I heard the U.S. is about $9 trillion in debt long-term. Are we at a point in history that it is impossible to balance the budget?
— Anthony L., Palatine Ill.

Never say never. But while the deterioration in the U.S. economy is beginning to get some traction on the presidential campaign trail, balancing the federal budget doesn’t get much  attention. One reason is that none of the candidates wants to explain what federal programs they would cut or who they’d ask to pay more taxes.

As of this writing, the outstanding public debt amounted to $9,202,650,551,336.71 — or about $9.2 trillion. Of that, about $5.1 trillion is held by the public and another $4 trillion or so is held by government accounts (like Medicare and Social Security.)  For the past year or so, the national debt has been growing at about $1.5 billion every day. (In theory, there’s a legal limit to the national debt, but every time Congress needs more it just votes to raise the limit when no one’s looking.)

Ironically, higher inflation and/or a weaker dollar could offer some relief from the debt bomb.  Simply put, both forces allow the U.S. Treasury to pay back borrowed money with cheaper dollars. Since the value of the dollar has fallen steadily since the recession of 2001, so has the value of the debt we owe to foreigners. If domestic inflation returns, tomorrow’s $100 debt payment will be a lot easier to make because those dollars will represent less real (inflation-adjusted) value than the dollars that were originally borrowed.

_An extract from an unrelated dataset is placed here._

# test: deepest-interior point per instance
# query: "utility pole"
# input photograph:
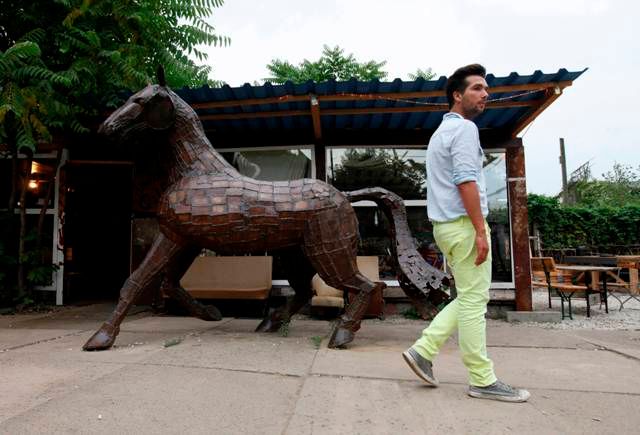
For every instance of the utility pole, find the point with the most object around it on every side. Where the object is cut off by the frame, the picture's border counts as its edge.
(563, 165)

But a weaker dollar or higher inflation also comes with nasty side effects for American consumers. Inflation destroys domestic savings just as surely as it makes debts easier to pay. Your $1,000 Treasury bond is no longer worth what you paid for it. And if the dollar continues to fall, it eventually loses its place as the world’s reserve currency. If that happens, the impact on anyone paid in dollars becomes even more pronounced.

In spite of the Treasury’s stated support of a strong dollar, and the Federal Reserve’s longstanding mandate to treat inflation as Economic Enemy No. 1, the huge overhang of federal debt is making those goals increasingly difficult to achieve. Heavy borrowing by Uncle Sam has contributed to the dollar's slide as investors who pay with other currencies worry that they may not get all their money back. When that happens, investors usually demand higher interest rates to offset the loss in value from the weakening currency.

But these are not normal times. The latest round of economic data has some forecasters wondering out loud if the U.S might not already be in a recession. That’s hardly a good time to raise interest rates. Add to that the backdrop of a presidential campaign — when the Fed has historically done its part to keep the economy humming by encouraging more borrowing and spending. As Fed chairman Ben Bernanke made clear last week, the central bank is focused on cutting rates — the only question is how far and how fast.

In the end, the problem is really outside the Fed’s control, even though it is usually called upon to clean up the mess. The solution is for Americans to get back to saving and investing —both individually and collectively. That means saving up for a big screen TV before you buy it — instead of just putting it on your credit card. It could also mean raising more taxes —or shifting the burden. If higher taxes are no longer politically feasible that means giving up more government services.

The reason this hasn’t happened is that giving up the trip to Disney World or supporting higher taxes to repair crumbling bridges requires sacrifice. At the moment, our political leaders have not been able to package the problem well enough to sell real solutions. We all share responsibility: Congress and the White House have failed to take on the tough work of balancing the budget, in large part because voters insist on getting something for nothing in the form of tax cuts without corresponding cuts in services. 

As long as Americans rely on others to subsidize their personal and public spending, it’s going to be tough to slay the debt monster. It’s hard to predict when it will bite back. But until the U.S. gets its financial house in order, we’re living on both borrowed money and borrowed time.